Tallmadge School District has the mandatory masks, 6-foot distancing, and key things in the new buildings like ventilation and spacing to keep students safe, he said. Classes are scheduled to begin resuming Aug. 26.
Ferguson said Skoda would “be very supportive of this plan for opening. As a hybrid plan, she said ours met or exceeded everything she would look for in a hybrid plan and we were blessed with resources other districts did not have.”
Board member Christy Cipa asked for the district to allow open enrollment again in case those who choose to come to school have second thoughts.
Ferguson said the Tallmadge Online link will be on the web and the Tallmadge Schools Reopening Plan is listed on the school website for those with questions. Back to School packets go home on Thursday. The Tallmadge Ready Together Plan is on the web and families can email staff who are in the buildings now.
Families who had already made a choice can make changes by going to the school website at www.tallmadgeschools.org.
Sports have not changed with low-risk sports moving forward and training for high-risk sports at the level 3 protocols with a recommendation for competition to begin Oct. 1, Ferguson said.
“We want to do what is right for kids, family, and staff,” said board member Chris Tywon. “I think we have a really well thought out plan. We’ve given the option for kids to go to school or stay at home. I’m excited to hear the response from the health board. I’m liking this level 2 and I think that’s where we ought to be.”
School board president Rick Kellar said the board received a lot of communications from families.
“We represent everybody,” Kellar said. “We as a board and school administration are aware this decision in the manner we reopen schools has a great impact on everyone in the district.”
Kellar said the best way to educate children is in front of teachers and with each other. He stressed that parents need to keep sick children home and to practice the same safe rules at home that students and staff will practice at school.
“We need everyone to lean into this seriously,” Kellar said. “It’s necessary for you to follow those guidelines and be an example to your children and neighbors.”
If numbers spike, the district will be at level 3, he said.

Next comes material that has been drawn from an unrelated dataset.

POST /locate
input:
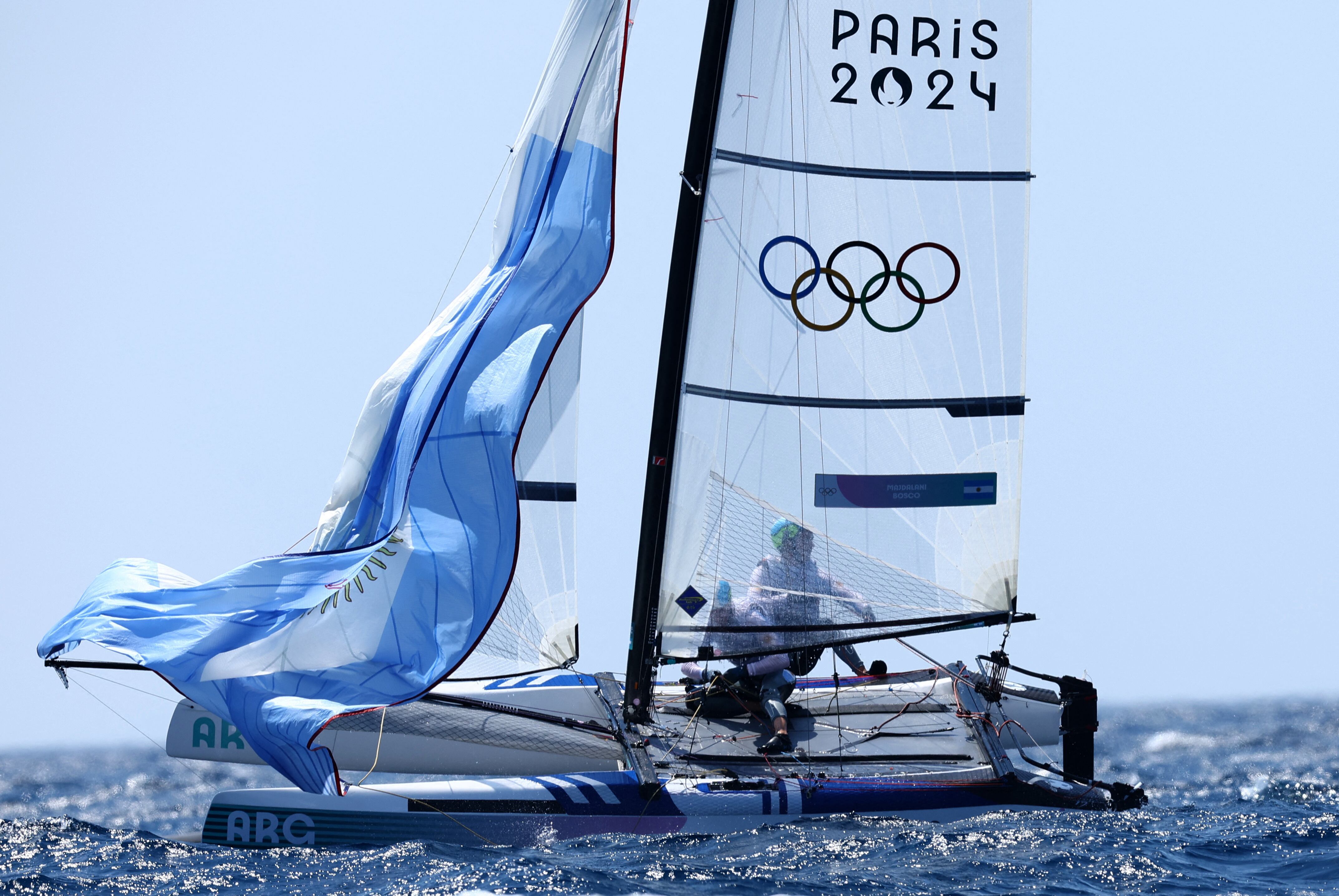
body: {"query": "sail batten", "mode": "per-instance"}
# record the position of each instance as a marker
(872, 173)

“Nobody in this community prefers that,” he said. “We need to support each other. If a parent opts to keep a child at home, let’s assume it’s a good reason and don’t battle on social media. We don’t know their situation or reason for choices.”
Teachers are essential workers, Cipa said.
“We depend on you to teach our children in the best way to be successful and the best way to do that is face to face,” she said. “The board and parents appreciate you.”